Abstract 156P
Background
Lung Cancer (LC) diagnosis is highly complex due to non-specific initial symptoms and lack of routine screening. Machine Learning (ML) based cancer risk-assessment tools can ease earlier diagnosis by enhancing referrals for cancer investigations. We present an age and sex matched case-control study aimed at the development of a ML predictive model to identify individuals at high risk of LC, estimating a potential decrease of death risk by 10% per anticipated month.
Methods
Electronic Health Records from a digital cohort of 4332 citizens (722 LC cases & 3610 controls) ≥18 years old having a pathology-confirmed LC and assigned to the Department of Health Valencia La Fe were analysed to identify early risk factors. Initial variable selection was based on structured and semi-structured information, related to laboratory tests, cancer history, use of health-care resources, symptoms and smoking history. The final selection of variables and prediction time was determined by feature selection methods, clinical suitability of predictions and model performance. Four ML classifiers were used (table). The dataset was randomly split into a training (70%) and a test (30%) set. Fivefold cross-validation was used for model selection with the final performance evaluated on the unseen test set.
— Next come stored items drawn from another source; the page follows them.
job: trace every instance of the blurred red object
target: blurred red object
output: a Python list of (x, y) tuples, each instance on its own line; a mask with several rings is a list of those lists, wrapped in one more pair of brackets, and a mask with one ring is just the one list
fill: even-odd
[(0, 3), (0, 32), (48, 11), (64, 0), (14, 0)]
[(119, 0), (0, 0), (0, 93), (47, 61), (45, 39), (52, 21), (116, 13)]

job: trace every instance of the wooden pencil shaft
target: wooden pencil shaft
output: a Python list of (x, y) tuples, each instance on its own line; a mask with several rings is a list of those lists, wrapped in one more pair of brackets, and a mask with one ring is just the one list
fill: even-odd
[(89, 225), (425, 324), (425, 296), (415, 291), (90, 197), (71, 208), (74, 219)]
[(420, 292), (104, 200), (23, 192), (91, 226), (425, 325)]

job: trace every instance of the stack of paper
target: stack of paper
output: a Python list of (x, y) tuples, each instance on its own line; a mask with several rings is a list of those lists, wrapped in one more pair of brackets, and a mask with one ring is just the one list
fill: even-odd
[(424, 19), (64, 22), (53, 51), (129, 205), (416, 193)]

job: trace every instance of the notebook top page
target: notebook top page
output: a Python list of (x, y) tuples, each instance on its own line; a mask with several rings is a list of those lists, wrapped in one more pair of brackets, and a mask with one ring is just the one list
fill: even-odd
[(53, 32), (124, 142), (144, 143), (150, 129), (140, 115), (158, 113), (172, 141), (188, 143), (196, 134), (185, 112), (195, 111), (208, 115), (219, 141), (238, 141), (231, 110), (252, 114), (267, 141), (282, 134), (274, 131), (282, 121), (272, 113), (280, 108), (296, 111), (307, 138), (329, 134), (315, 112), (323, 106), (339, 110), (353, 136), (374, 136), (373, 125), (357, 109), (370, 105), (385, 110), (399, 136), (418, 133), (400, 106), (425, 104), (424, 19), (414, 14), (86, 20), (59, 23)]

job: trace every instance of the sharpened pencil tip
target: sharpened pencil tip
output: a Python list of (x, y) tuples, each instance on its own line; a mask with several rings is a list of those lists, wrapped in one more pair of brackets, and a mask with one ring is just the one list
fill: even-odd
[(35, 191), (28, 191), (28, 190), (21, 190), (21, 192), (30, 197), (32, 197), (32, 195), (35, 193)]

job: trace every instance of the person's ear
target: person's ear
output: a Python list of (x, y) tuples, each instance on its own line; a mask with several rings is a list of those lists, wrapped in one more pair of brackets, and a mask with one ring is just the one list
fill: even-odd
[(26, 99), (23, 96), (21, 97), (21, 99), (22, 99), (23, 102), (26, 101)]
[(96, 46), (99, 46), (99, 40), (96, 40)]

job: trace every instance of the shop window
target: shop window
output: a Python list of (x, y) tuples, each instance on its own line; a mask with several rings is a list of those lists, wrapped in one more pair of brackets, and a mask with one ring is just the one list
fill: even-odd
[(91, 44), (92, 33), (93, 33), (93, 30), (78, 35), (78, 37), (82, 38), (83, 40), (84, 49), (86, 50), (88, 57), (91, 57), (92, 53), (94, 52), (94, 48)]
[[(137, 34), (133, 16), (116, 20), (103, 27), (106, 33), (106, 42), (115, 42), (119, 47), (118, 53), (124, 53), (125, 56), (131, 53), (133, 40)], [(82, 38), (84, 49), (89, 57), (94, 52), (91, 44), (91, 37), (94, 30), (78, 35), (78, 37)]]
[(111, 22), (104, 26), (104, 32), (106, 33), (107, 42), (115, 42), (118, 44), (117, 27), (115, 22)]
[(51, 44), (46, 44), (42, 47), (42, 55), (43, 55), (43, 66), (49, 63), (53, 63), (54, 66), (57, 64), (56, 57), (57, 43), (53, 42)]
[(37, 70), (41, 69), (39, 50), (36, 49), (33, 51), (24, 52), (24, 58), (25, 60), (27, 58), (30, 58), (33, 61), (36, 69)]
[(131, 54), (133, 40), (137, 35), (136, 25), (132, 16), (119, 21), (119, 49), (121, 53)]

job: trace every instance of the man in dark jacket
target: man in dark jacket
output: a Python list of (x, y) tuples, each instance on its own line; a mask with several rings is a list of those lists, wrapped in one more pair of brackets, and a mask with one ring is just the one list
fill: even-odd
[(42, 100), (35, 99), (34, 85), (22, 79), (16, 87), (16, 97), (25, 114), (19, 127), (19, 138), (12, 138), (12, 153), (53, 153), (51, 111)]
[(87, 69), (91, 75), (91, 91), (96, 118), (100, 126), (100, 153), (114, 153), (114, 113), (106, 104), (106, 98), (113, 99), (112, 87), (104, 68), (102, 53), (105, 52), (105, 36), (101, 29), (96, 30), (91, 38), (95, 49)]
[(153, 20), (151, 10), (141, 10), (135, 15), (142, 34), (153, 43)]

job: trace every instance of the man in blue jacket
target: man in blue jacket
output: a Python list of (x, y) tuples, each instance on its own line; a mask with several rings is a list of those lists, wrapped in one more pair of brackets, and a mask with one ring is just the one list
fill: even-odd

Table: 156PPerformances of ML classifiers on test set
Classifier | AUC | Sensitivity (%) | Specificity (%) |
---|---|---|---|
Logistic Regression | 0.79 | 77.9 | 68.6 |
Decision Tree | 0.77 | 77.9 | 68.1 |
Random Forest | 0.80 | 79.3 | 68.3 |
Neural Network | 0.79 | 80 | 68.3 |
Results
Using just nine input variables within 60 days prior to diagnosis [ALT, GPT and creatinine levels, platelets, lymphocytes and monocytes counts, smoking status, general malaise, prior emphysema history and number of outpatient visits in the previous year], all techniques displayed similar performances with areas under curves (AUCs).
Conclusions
The developed models could help to identify a greater number of patients for either initiate the diagnostic process or to establish a close monitoring at primary care level with a potential decrease of patients’ death risk by around 20%. However, additional clinical validation of models’ performance will be imperative to gauge usefulness in a real-world scenario.
Legal entity responsible for the study
AstraZeneca Farmacéutica Spain.
Funding
AstraZeneca Farmacéutica Spain, S.A.
Disclosure
All authors have declared no conflicts of interest.